Avant de passer plus loin, nous dirons un mot des missions, objet principal alors, pour une grande partie des Français qui demeuraient dans ce pays, ou qui y avaient des relations. Pendant que les PP. Jérôme Lallemant, de Brébeuf, et autres, faisaient tous les efforts possibles pour convertir au christianisme les Hurons, les Algonquins et les Outaouais, les PP. Turcis, Perrault, Lionnes, travaillaient dans le même but, chez les tribus de Sauvages des environs du golfe de Saint-Laurent, désignés alors sous le nom de Gaspésiens, à cause de la baie de Gaspé, où la plupart des vaisseaux qui fréquentaient ces parages venaient jetter l’ancre. Il y avait aussi une mission à Tadousac, lieu plus fréquenté qu’aucun autre par les Montagnais et autres Sauvages du nord. Ils arrivaient, quelquefois tous ensemble, et quelquefois, les uns après les autres ; mais à l’exception d’un petit nombre, aussitôt la traite faite, ils s’en retournaient chez eux, ou plutôt, se dispersaient dans les montagnes et les forêts. Plus tard, les jésuites allèrent au-devant de ces Sauvages jusqu’à Chicoutimi, sur le Saguenay, où ces pères eurent un établissement considérable et en très bon état. Outre les Algonquins, un nombre assez considérable de Sauvages des tribus les plus reculées vers le nord, commençaient à prendre l’habitude de venir passer presque toute la belle saison dans les environs des Trois-Rivières ; mais comme ils s’en retournaient dans leur pays, aux approches de l’hiver, les missionnaires ne parvenaient que difficilement à les instruire assez pour en faire des néophytes.

Montréal n’existait pas encore : M. de Champlain avait bien compris de quelle importance il serait d’occuper et de fortifier l’île de ce nom ; mais la compagnie de la Nouvelle France n’était pas entrée dans ses vues, et il fallut que ce fussent des particuliers qui se chargeassent de l’exécution de ce projet ; mais ils le firent plutôt dans des vues de religion et de piété que par des motifs d’intérêt ou de politique.
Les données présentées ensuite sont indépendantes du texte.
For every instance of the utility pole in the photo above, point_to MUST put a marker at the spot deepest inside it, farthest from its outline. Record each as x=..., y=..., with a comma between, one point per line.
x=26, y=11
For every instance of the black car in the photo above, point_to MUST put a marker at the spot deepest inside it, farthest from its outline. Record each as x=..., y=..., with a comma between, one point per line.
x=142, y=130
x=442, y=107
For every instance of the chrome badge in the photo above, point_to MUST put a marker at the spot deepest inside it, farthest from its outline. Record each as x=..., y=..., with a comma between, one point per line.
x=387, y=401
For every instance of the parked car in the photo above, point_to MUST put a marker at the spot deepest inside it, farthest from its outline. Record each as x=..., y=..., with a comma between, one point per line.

Des personnes puissantes, tant ecclésiastiques que laïcs, et animées d’une dévotion et d’un zèle religieux peu commun, même dans ce temps-là, s’associèrent sous le nom de « Compagnie de Montréal, pour le soutien de la religion catholique en Canada, et la conversion des Sauvages. » Suivant le plan de cette nouvelle compagnie, il devait y avoir, dans l’île de Montréal, une ville, ou plutôt, une bourgade française bien fortifiée et à l’abri de toute insulte : les pauvres devaient y être reçus et mis en état de subsister de leur travail : l’on proposait de faire occuper le reste de l’île par des Sauvages, de quelque tribu que ce fût, pourvu qu’ils fussent chrétiens, ou voulussent le devenir.[2]L’an 1640 en vertu de la concession que le roi venait de lui faire de l’île, la compagnie en fit prendre possession, à l’issue d’une messe solennelle, qui fut célébrée sous une tente. L’année suivante, le sieur Chaumeday de Maison-Neuve, un des associés, y amena plusieurs familles de France. N’étant arrivé à Québec qu’au mois de septembre, il jugea que la saison était trop avancée pour entreprendre de se rendre de suite dans l’île de Montréal, où il n’y avait pas encore d’habitation, et se contenta d’y envoyer quelques défricheurs, afin d’y préparer une place de débarquement pour le printemps suivant. Le débarquement se fit le 17 mai 1642, sur la pointe nommée depuis Pointe-à-Callières, en présence du supérieur général des jésuites et de M. de Montmagny, qui avait bien voulu accompagner M. de Maison-Neuve, quoiqu’il se fût d’abord montré opposé à l’établissement de Montréal, et eût fort sollicité les nouveau-venus de se fixer plutôt dans l’île d’Orléans, alors encore entièrement inculte. Le supérieur des jésuites célébra aussitôt la messe, dans une petite chapelle, qui avait été bâtie pour cette fin.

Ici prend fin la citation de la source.